O escritor ícone da direita, aliás, uma escritor(a), é Ayn Rand. Eu não compreendo como tem leitores com estômago para ler Rand. Eu jamais conseguiria. E ela é a musa de grande parte das letras de uma das bandas do terceiro time que eu mais gosto, o Rush. Não sei quais as enzimas digestivas que tem o Neil Peart para transformar os ensinamentos da Rand em uma letra soberba como a da música The Trees (umas das mais belas e irônicas letras do rock, a meu ver). Qualquer pessoa que escute essa música e a entenda, verá, contudo, que se trata de uma contestação à acirrada filosofia neoliberal do lucro acima de tudo.
Eu não aguento esses burros da internet. Minha existência cibernética seria muito curta se eu tivesse Facebook, ou se meu blog fosse popular. Eu chutaria o balde e voltaria para a floresta. A estupidez está grande demais pelo mundo virtual, e confesso que isso me assusta. Não queria ficar assustado, mas isso me assusta e deprime. Eu antes usava de humor e sarcasmo contra isso, mas perdi o ímpeto. É como aquele livro do Anatole France, em que o náufrago míope falava aos nativos, e quando achou seus óculos viu que eram estúpidos pinguins.
Ah. Agora, no campo da filosofia e do humor, existem grandes nomes de direita. Colocaria aí John Gray, um gênio, cuja leitura é o que se tem de mais imprescindível no mundo atual; e Isaiah Berlin. Ambos filósofos de direita, o que nada tem a ver com a direita boçal e tirana do Brasil. Bom, no humor, temos um nome brasileiro: o inigualável Millôr Fernandes, orgulho para qualquer país que tenha algum amor-próprio cultural, mas que por aqui, se não tomarmos cuidado, logo estará esquecido.
Ah, e esse romancista que é o mais esquerdista dos romancistas de direita: Mario Vargas Llosa. Seu mais estupendo romance é uma das mais impactantes críticas de um ditadura… de direita, o A festa do bode.
Tu gosta de rock progressivo? Uma grande piada em termos de música. Ridicularizada por público e crítica. Não dá para esperar nada de gente com esse gosto musical, inclusive no campo das idéias políticas.
Acho isso meio irrelevante e não costumo mergulhar nisso para ler um autor. De todo jeito, acredito que Camus, Pessoa, Yeats, Bernanos, Vargas Llosa, Chesterton e tantos outros produziram coisas boas. Acredito que nosso Nelson Rodrigues, Corção ou Murilo Mendes também possam entrar na lista. Há uma infinidades de escritores cuja concepção filosófica podem ser enquadradas no visão conservadora (estou me referindo aos conservadores de boa estirpe, tais como Burke, Kirk entre outros). Há até livros que procuram investigar isso.
Poderia ainda incluir Nietzche, por exemplo, queridinho da esquerda, mas que não nutria muito apreço pelas ideias de Marx, segundo li numa de suas biografias.

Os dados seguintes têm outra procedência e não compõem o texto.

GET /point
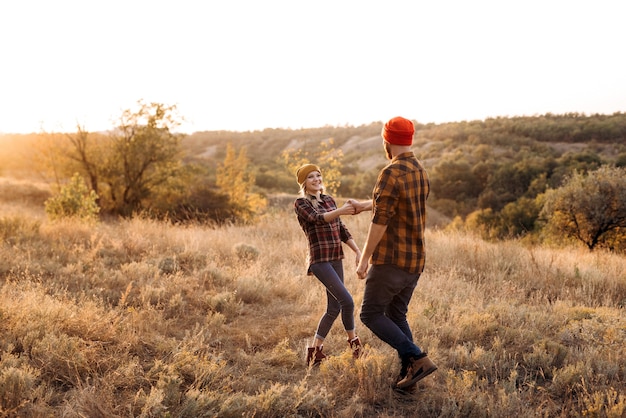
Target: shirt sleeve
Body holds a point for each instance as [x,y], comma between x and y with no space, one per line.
[385,199]
[306,211]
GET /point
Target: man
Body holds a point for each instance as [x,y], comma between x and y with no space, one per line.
[395,249]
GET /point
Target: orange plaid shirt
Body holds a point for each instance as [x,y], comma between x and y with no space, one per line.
[399,201]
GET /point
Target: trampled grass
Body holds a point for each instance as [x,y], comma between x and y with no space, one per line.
[142,319]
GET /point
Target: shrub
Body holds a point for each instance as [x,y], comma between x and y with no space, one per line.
[74,200]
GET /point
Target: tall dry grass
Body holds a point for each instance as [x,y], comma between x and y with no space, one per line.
[142,319]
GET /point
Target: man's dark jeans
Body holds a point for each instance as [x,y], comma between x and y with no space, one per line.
[388,291]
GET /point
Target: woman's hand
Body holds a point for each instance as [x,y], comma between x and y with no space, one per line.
[347,208]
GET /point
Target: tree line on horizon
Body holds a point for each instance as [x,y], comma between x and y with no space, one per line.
[499,177]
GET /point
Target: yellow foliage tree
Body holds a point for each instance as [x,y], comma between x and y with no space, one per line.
[235,179]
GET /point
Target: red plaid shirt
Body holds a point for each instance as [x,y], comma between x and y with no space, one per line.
[324,238]
[399,201]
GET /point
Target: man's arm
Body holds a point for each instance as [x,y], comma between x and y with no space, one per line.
[360,206]
[374,235]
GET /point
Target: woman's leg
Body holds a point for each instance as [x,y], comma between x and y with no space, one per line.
[339,299]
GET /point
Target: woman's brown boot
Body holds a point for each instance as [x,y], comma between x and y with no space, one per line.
[314,355]
[355,346]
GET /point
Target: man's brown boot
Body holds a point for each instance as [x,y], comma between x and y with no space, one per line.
[314,355]
[419,367]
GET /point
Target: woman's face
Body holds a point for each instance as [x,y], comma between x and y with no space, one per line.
[313,182]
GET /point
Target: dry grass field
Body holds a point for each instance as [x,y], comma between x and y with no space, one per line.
[138,318]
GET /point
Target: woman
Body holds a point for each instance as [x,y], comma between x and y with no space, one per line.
[318,216]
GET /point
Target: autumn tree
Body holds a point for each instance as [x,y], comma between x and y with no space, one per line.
[236,180]
[590,208]
[144,152]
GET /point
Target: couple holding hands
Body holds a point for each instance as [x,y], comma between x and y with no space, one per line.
[392,259]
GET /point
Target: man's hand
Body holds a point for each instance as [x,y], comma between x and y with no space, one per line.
[361,269]
[358,208]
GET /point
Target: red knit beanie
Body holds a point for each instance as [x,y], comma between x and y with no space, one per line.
[398,131]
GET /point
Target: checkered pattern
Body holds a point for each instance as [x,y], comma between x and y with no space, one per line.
[399,201]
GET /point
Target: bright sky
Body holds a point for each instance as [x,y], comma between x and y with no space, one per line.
[254,64]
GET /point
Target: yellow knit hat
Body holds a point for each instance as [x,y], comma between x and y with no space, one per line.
[304,171]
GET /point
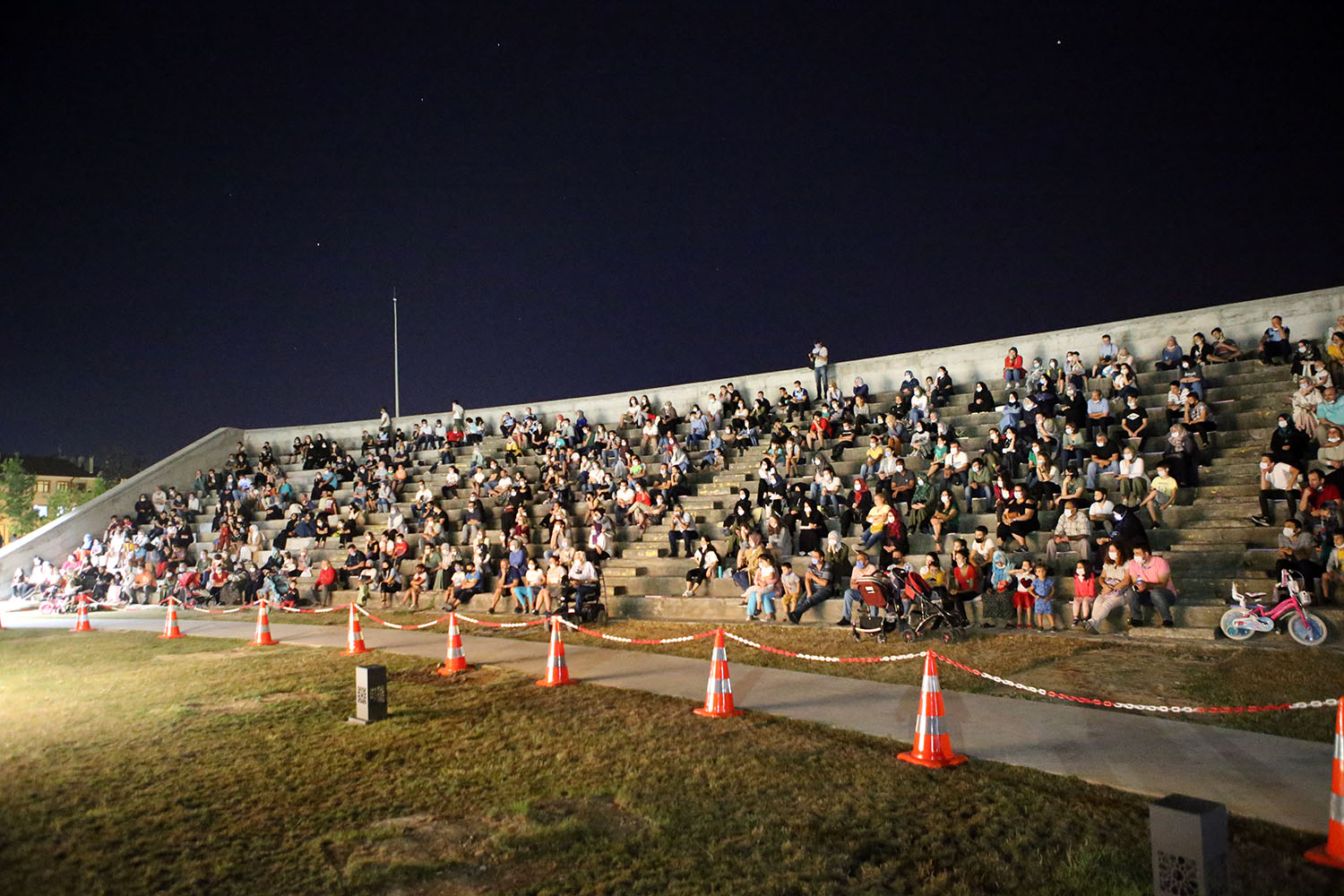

Agora, se for atribuir à esquerda o monopólio da indignação, realmente não sobrará nada mesmo.
“Eu não aguento esses burros da internet.”
Partiu para ignorância ou está se referindo ao povo do facebook?
Hahaha. Desculpa, Doni, não me referia a você, mas ao pessoal do Facebook. Já tem uma mulher lá quase xingando o Milton.
É muito importante a diferença. Leio muito esses intelectuais da direita. Atualmente estou lendo o Anatomia, de Gray, que tem ensaios esclarecedores sobre pensadores neoliberais. Neste livro, assim como em outro do Chomsky, aparece a imagem real de Adam Smith, por exemplo, um dos pais do pensamento conservador; de que Smith era contra o lucro descomedido, de que Smith alertava que se o sistema monetário não fosse controlado por governos fortes, o grau de desigualdade social seria desastroso.
Assim como a charge do post acima, pode-se muito bem usar em negativo a mesma interpretação quanto a Adam Smith. A mesma distorção interpretativa que se tem em relação a Marx, tem-se em relação a Smith. Ambos partiram (talvez exageradamente na monotemática) da economia para dizerem que o homem é algo mais que um simples animal de carga. Que é um ser que necessita indispensavelmente de lazer, arte, família, e ócio.
Marx te vê!
Esse texto com certeza obedece à Lei de Poe.